The current wireless mic mess is a result of both benign neglect of FCC towards this sector and aggressive merchandising by mainly Shure, Inc. to large numbers of users ineligible under current FCC rules to use them. (The hypocrisy of the TV broadcasters for opposing Part 74 eligibility for the churches and theatres for years, if not decades, and then becoming Shure's "best buddy" during Docket 04-186 is certainly a case of "strange bedfellows".)


I have repeatedly written here that "wireless mics are a legitimate use of spectrum (that) deserves more from FCC than benign neglect that allows most users only criminal spectrum squatting" . Yet FCC has taken no action even on the relatively simple issue in Docket 08-166 of evicting wireless mics from the spectrum that is now licensed to others after the DTV transition, let alone the more complex issue in Docket 08-167 of whether action should be taken against anyone for flaunting the Commission's rules and creating a de facto reallocation of spectrum.

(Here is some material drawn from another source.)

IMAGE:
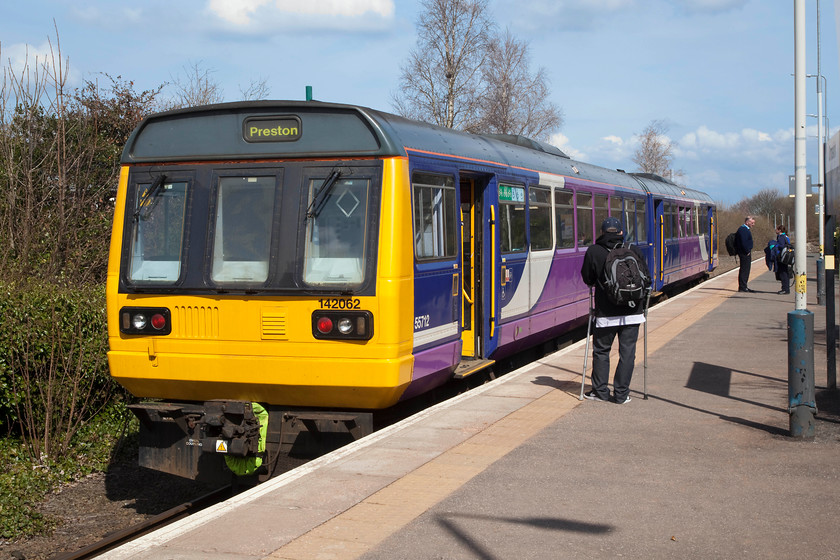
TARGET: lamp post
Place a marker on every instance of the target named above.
(800, 321)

The only way to avoid the inefficient use of white space that would result from preserving the present squatting of large numbers of users is to move towards a new method of serving wireless mic needs that does not give them exclusive, hence inefficient, spectrum. Let me note that CMRS licensees already have the regulatory flexibility offer femtocell-like systems that transmit wireless mic signals on CMRS spectrum without interconnection to the public network - one way connections from the microphone to the theatre/church audio panel. While the microphones and analog-to-digital convertors (DAC) used in cell phones are not of sufficient sound quality for many wireless mic applications, there is enough CMRS bandwidth available now to permit adequate quality with better mics and DACs. If the CMRS crowd really wants 800 MHz below 3 GHz , maybe it should seriously think about helping FCC by proposing a practical alternative to the wireless mic impasse.

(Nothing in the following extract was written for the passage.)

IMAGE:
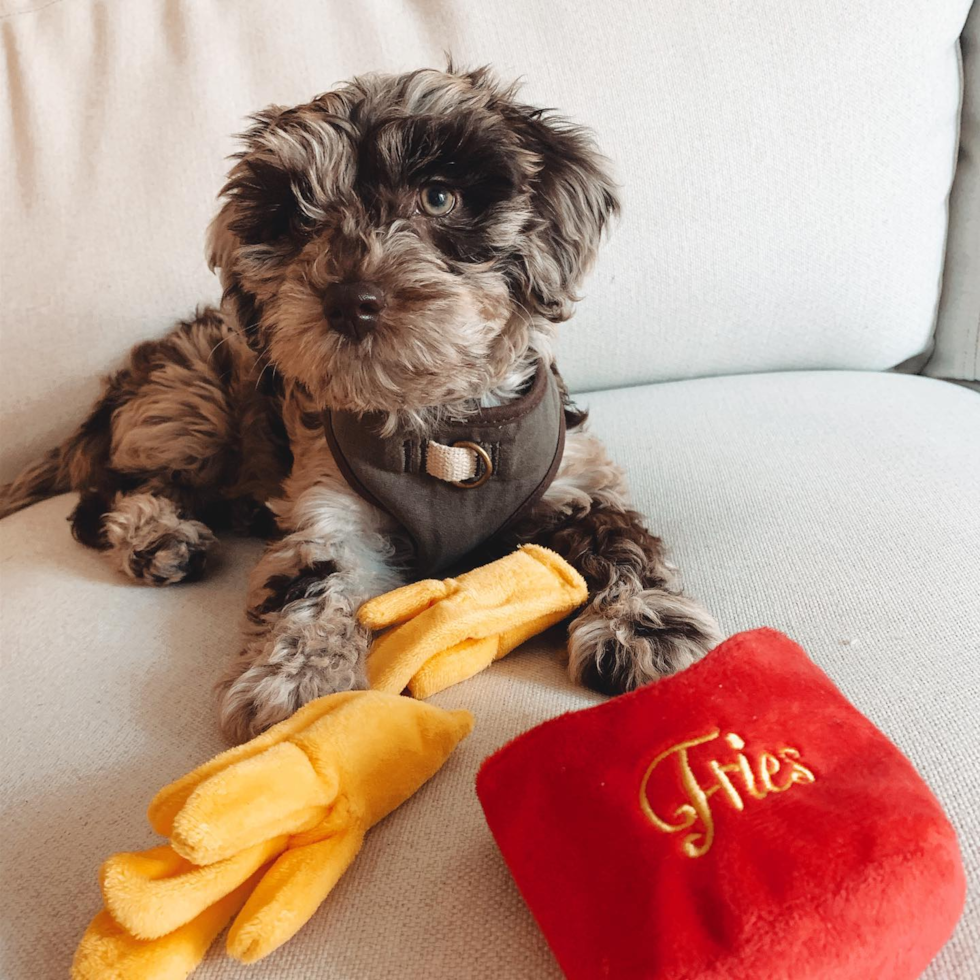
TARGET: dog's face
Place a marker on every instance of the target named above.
(406, 241)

Another approach to solving wireless mic spectrum problems is to move this use to another band where it will have a compatible spectrum sharing partner. Since wireless mics are a distinctly short range service, such sharing should be possible. For starters, the 1435-1525 MHz aeronautical telemetry band might be considered.

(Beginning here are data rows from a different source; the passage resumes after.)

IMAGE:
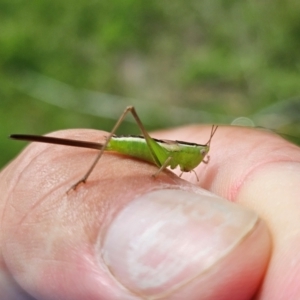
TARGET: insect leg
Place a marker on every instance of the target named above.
(91, 168)
(163, 166)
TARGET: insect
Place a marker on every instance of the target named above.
(162, 153)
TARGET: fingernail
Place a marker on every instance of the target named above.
(165, 238)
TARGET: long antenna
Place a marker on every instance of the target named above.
(57, 141)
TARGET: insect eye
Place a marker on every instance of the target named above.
(203, 151)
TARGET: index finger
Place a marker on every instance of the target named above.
(260, 170)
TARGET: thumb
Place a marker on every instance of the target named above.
(123, 234)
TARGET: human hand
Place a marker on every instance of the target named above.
(124, 235)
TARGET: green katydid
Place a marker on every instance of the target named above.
(163, 153)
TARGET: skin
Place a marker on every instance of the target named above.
(59, 245)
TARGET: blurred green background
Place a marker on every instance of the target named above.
(176, 61)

But letting wireless mics just sit in white spaces will inevitably cause problems for both the current policy adopted under Docket 04-186 and any alternative path the Commission might go down.

1 comment:

Henry Cohen said...

A thoughtful and realistic commentary, one with which I generally agree, and I would venture most of my compatriots would as well. Two points though; one minor, one more significant:

1) Shure was hardly the only player in extensive marketing efforts to non-Part 74 eligible users; all wireless microphone manufactures (about a dozen or so) offering [type approved] product in North America participated in what could be construed as questionable target marketing.

2) Although I and my compatriots would happily consider almost any other spectrum to supplement the UHF-TV band for wireless operations, limitations due to physics come into play. Whereas >900MHz is fine for wireless intercom where voice quality is less critical, or cueing where the body worn device is a receiver, this upper spectrum is quite problematic for wireless microphones, especially body packs - the staple of theatrical (Broadway) productions: RF absorption by the human body is tremendous. This comes from years of experience of using STL band equipment and more recently actual field strength measurements. Further, complex stage sets and longer distances render this upper spectrum useless in many situations.

The point is, if consumers of live or live/taped events expect the same level of audio quality they experience today, we'll need to continue to have interference free use of some UHF-TV spectrum, at least until technology improves in as yet an unforeseen scope.